Pada suatu kesempatan, ketika Sang Buddha sedang memberikan
khotbah di Vihara Veluvena, Devadatta datang kepadanya dan menyarankan bahwa
Sang Buddha kini telah menjadi tua, seharusnya tugas-tugas kepemimpinan Sangha
diserahkan kepada Devadatta. Tetapi Sang Buddha menolak permintaannya,
menegurnya, dan menyebutnya “penjilat lidah” (khelasika). Sejak saat itu,
Devadatta sangat membenci Sang Buddha. Ia bahkan berusaha membunuh Sang Buddha
sebanyak tiga kali, tetapi selalu gagal. Kemudian Devadatta mencoba taktik
lain. Kali ini ia datang ke hadapan Sang Buddha dan mengajukan lima peraturan
untuk para bhikkhu untuk dilakukan sepanjang hidupnya.
Ia mengajukan:
1.
Para bhikkhu harus tinggal di hutan.
2.
Para bhikkhu harus hidup dengan makanan yang
hanya diterima pada saat pindapatta.
3.
Mereka harus mengenakan jubah yang hanya terbuat
dari potongan kain yang diperoleh dari tumpukan sampah.
4.
Mereka harus berdiam di bawah pohon dan
5.
Mereka tidak boleh memakan ikan atau daging.
Sang Buddha tidak menolak terhadap peraturan tersebut dan
tidak keberatan terhadap siapa yang sanggup melakukannya, tetapi dengan berbagai
pertimbangan yang benar, Beliau tidak menetapkan peraturan itu untuk para
bhikkhu secara keseluruhan.
Devadatta menuntut bahwa peraturan yang diajukannya lebih
baik daripada peraturan yang telah ada, dan beberapa bhikkhu baru sepakat
dengannya.
Suatu hari, Sang Buddha bertanya kepada Devadatta apakah
benar bahwa ia berusaha membuat perpecahan dalam Sangha, dan ia mengakui bahwa
hal itu benar. Sang Buddha memperingatkannya bahwa perbuatan itu adalah suatu
perbuatan buruk yang serius, tetapi Devadatta tidak mempedulikan peringatan
itu. Setelah itu Devadatta bertemu dengan Ananda Thera pada saat berpindapatta
di Rajagaha, Devadatta berkata kepada Ananda Thera, “Ananda mulai hari ini,
saya akan melakukan kegiatan uposatha, dan menjalankan tugas-tugas Sangha secara
terpisah, tidak tergantung kepada Sang Buddha dan pasamuan bhikkhu-bhikkhu.”
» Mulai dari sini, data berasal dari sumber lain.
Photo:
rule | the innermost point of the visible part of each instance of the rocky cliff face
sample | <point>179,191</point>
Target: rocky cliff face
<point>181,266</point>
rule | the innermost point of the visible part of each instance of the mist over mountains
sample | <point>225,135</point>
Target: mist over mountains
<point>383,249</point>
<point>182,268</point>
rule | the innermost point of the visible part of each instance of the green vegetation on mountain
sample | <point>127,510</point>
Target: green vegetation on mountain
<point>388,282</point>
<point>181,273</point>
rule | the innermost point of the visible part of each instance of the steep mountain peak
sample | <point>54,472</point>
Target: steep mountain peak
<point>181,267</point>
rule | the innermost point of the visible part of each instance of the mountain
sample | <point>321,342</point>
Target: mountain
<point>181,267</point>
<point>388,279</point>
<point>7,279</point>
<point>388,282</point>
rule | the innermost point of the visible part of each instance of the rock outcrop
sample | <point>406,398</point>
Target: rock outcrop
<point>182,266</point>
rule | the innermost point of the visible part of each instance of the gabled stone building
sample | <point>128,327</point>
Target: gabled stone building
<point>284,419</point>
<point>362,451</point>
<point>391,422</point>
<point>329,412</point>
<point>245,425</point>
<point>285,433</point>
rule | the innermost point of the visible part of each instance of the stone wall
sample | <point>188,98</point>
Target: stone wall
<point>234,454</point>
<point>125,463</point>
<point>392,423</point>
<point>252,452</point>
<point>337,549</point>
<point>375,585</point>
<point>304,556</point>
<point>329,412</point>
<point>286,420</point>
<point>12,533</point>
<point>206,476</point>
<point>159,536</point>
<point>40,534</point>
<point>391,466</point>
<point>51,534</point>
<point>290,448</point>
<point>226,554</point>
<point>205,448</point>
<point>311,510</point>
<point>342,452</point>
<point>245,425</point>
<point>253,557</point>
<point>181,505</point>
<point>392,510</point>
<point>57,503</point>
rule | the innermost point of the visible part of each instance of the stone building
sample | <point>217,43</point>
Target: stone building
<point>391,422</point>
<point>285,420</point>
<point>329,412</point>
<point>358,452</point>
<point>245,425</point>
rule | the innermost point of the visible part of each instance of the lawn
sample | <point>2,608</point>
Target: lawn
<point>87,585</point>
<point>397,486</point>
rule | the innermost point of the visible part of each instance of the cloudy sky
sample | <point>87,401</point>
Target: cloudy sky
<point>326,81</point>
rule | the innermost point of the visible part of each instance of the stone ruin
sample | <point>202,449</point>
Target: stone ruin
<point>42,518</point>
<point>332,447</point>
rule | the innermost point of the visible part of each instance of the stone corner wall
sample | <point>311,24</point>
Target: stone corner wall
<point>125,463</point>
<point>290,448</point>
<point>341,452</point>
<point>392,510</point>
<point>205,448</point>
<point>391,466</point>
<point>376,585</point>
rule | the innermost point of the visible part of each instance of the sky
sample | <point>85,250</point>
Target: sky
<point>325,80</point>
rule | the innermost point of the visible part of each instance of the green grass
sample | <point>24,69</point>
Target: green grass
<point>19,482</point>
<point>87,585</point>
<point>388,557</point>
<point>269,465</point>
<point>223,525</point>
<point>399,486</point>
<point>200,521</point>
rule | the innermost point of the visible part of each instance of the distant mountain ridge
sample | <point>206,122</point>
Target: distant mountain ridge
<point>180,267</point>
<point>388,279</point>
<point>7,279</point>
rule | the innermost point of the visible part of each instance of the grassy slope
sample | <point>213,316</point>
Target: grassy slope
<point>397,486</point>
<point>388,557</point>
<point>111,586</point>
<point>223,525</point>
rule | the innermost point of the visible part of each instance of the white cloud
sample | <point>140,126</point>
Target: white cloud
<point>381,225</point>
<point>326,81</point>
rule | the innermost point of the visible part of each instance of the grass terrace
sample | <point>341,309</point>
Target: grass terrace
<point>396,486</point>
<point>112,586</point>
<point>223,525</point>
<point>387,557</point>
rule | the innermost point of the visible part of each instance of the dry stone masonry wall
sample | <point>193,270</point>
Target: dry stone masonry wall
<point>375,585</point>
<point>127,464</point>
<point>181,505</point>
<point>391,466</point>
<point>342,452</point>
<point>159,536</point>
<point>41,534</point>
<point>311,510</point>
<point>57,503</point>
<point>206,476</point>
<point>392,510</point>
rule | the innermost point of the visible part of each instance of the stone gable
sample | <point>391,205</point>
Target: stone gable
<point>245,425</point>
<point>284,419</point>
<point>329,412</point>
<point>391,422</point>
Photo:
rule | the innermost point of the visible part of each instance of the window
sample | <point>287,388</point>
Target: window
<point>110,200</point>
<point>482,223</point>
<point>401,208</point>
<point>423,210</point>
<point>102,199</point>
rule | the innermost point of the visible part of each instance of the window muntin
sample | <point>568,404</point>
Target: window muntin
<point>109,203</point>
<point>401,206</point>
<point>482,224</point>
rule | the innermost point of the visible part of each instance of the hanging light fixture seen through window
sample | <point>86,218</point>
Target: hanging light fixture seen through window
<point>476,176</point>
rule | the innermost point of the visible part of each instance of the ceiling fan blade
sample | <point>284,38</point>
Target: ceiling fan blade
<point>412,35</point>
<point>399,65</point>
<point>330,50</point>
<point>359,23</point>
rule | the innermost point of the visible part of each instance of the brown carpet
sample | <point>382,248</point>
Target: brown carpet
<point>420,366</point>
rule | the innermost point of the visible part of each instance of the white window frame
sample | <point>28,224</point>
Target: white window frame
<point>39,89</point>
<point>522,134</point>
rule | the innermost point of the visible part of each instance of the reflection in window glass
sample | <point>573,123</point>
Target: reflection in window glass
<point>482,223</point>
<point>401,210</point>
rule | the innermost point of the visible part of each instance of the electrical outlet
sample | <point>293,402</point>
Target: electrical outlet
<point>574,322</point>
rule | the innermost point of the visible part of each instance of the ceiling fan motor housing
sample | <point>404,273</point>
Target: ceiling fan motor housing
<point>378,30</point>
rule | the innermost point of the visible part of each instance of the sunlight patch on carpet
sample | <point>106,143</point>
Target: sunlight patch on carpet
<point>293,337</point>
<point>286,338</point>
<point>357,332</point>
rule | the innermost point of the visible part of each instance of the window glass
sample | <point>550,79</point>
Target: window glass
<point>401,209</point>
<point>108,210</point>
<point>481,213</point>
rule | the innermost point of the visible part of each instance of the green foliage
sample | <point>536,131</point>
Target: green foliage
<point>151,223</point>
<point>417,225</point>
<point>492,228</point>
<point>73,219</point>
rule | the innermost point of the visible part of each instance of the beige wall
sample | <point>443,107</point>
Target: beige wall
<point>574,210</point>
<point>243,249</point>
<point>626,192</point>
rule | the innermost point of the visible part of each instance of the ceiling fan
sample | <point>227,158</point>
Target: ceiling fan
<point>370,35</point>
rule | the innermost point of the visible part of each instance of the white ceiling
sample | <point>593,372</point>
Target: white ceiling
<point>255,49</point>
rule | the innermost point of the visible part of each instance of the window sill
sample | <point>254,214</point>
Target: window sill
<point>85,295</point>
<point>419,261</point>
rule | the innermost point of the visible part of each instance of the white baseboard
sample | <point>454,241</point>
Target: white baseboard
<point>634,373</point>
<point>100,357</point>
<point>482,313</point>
Sekembalinya dari pindapatta, Ananda Thera memberitahu Sang Buddha apa yang
telah dikatakan oleh Devadatta.
Mendengar hal itu, Sang Buddha menjelaskan, “Devadatta
melakukan kesalahan yang sangat serius, perbuatan itu akan menyebabkan ia
terlahir ke alam neraka Avici. Bagi orang yang bersifat baik, sangatlah mudah
melakukan perbuatan baik dan sulit berbuat jahat, tetapi orang yang jahat
sangatlah mudah berbuat jahat dan sulit melakukan perbuatan baik. Memang, dalam
hidup ini adalah mudah untuk melakukan suatu yang tidak bermanfaat, tetapi
sulit untuk melakukan sesuatu yang baik dan bermanfaat.”
Kemudian Sang Buddha membabarkan syair 163 berikut:
Sungguh mudah untuk
melakukan hal-hal yang buruk dan tak bermanfaat, tetapi sungguh sulit untuk
melakukan hal-hal yang baik dan bermanfaat bagi diri sendiri.
Kemudian pada hari Uposatha, Devadatta diikuti oleh lima
ratus bhikkhu-bhikkhu suku Vajji, memisahkan diri dari pasamuan Sangha, dan pergi
ke Gayasisa. Akan tetapi ketika dua murid utama, Sariputta dan Maha Moggallana
pergi menemui para bhikkhu pengikut Devadatta, dan berbicara kepada mereka.
Mereka menyadari kesalahannya, sehingga banyak di antara mereka yang kembali
bersama dua murid utama kepada Sang Buddha.